3 Ways to Step Up Your Public Speaking Skills

October 28, 2016

Whether it’s during a meeting, event, or preparing for a promotion, improving your public speaking skills will have a big impact on your career. We caught up with Ann Starodaj, Director of Sustainability at Optoro, and a mentor with The Mentor Method, to get her take on public speaking. 

Let’s start with what Ann suggests is a strong public speaker. “A good public speaker gives the audience something to talk about when they are walking away. There are a number of ways to make that happen, but I personally like when the speaker uses personal anecdotes and stories during their presentation. Stories are memorable, they help to break the ice between the presenter and the audience, and they can make the entire presentation feel a lot more genuine.”

Organize your thoughts
Organization is key to delivering a strong presentation. “Make sure you understand what you are going to say and when you are going to say it.” says Ann. Only have 10 minutes to prep? Optimize your time. “If you don’t have time to create a full outline or script, at least make a list of take home messages and practice those. What do you want your audience to learn and how can you make sure they learn it?”

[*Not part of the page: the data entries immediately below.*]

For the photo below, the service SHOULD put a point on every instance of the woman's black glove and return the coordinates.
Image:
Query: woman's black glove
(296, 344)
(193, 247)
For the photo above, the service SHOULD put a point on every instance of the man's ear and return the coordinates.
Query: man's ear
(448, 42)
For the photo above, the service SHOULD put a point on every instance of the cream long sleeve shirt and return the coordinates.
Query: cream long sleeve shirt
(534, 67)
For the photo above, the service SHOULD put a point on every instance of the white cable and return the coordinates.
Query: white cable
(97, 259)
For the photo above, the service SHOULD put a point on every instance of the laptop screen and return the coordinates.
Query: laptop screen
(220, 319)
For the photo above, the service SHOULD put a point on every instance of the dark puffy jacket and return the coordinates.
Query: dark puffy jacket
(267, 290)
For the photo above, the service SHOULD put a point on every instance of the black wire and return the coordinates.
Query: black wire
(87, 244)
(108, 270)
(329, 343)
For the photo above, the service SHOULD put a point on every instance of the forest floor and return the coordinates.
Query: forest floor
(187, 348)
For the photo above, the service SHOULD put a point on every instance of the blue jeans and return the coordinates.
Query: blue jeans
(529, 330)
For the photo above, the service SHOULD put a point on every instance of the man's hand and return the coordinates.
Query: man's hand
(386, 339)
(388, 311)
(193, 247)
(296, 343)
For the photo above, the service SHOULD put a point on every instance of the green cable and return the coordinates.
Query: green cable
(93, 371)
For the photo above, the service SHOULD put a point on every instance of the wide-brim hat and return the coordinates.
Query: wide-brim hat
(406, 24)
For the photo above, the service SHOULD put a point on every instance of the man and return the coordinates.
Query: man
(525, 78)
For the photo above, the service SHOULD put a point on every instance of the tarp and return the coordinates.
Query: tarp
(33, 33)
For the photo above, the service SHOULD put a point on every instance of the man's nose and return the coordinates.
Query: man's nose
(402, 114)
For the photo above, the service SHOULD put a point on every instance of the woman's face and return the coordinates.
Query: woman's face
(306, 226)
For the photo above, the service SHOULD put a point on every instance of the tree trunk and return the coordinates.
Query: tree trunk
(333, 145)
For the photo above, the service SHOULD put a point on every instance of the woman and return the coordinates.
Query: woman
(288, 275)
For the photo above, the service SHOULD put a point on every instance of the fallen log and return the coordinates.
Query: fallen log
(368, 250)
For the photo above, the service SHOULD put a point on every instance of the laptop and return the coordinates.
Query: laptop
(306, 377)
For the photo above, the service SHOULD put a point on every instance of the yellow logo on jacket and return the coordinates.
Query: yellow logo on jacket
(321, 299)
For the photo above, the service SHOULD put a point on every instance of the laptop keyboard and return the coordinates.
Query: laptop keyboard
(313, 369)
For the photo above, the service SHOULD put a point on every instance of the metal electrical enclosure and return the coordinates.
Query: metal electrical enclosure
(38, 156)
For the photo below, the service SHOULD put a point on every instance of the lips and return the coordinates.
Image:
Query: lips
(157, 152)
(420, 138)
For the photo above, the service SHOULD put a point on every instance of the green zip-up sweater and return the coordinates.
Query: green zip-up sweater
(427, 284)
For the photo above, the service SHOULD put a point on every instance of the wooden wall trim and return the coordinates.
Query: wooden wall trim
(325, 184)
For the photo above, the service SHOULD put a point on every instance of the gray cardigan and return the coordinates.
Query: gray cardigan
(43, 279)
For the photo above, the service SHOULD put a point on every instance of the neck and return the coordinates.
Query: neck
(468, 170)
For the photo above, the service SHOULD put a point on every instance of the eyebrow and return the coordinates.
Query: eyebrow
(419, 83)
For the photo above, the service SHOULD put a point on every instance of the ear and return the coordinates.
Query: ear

Talk slower and don’t be afraid to take pauses throughout the talk
“Good public speaking is all about delivery. Most people talk faster in front of a live audience than when they practice.” Ann’s advice to make sure this doesn’t happen to you is to set pauses throughout. “These breaks will not only help you gather your thoughts, but your audience, too, will appreciate a moment to gather their thoughts.”

Don’t read straight from a script
Reading straight from the script can ruin your credibility as a leader. “Most audiences will pick up on it and you risk losing their attention because of it. Take pride in your opportunity to speak publicly: practice and rely only on a notes.”

When asked what resources Ann’s used to become a stronger public speaker, her advice is simple. “I sound like a broken record, but I practice. I also think knowing your audience is really useful. I give a presentation each month as part of the New Employee Orientation program at Optoro, which has been a great way to practice my public speaking skills because the audience is slightly different every time depending on which department the employees are working in. Catering the content of the presentation to these differences audiences has been a good challenge. Good public speakers work in content or a story that the audience can relate to.”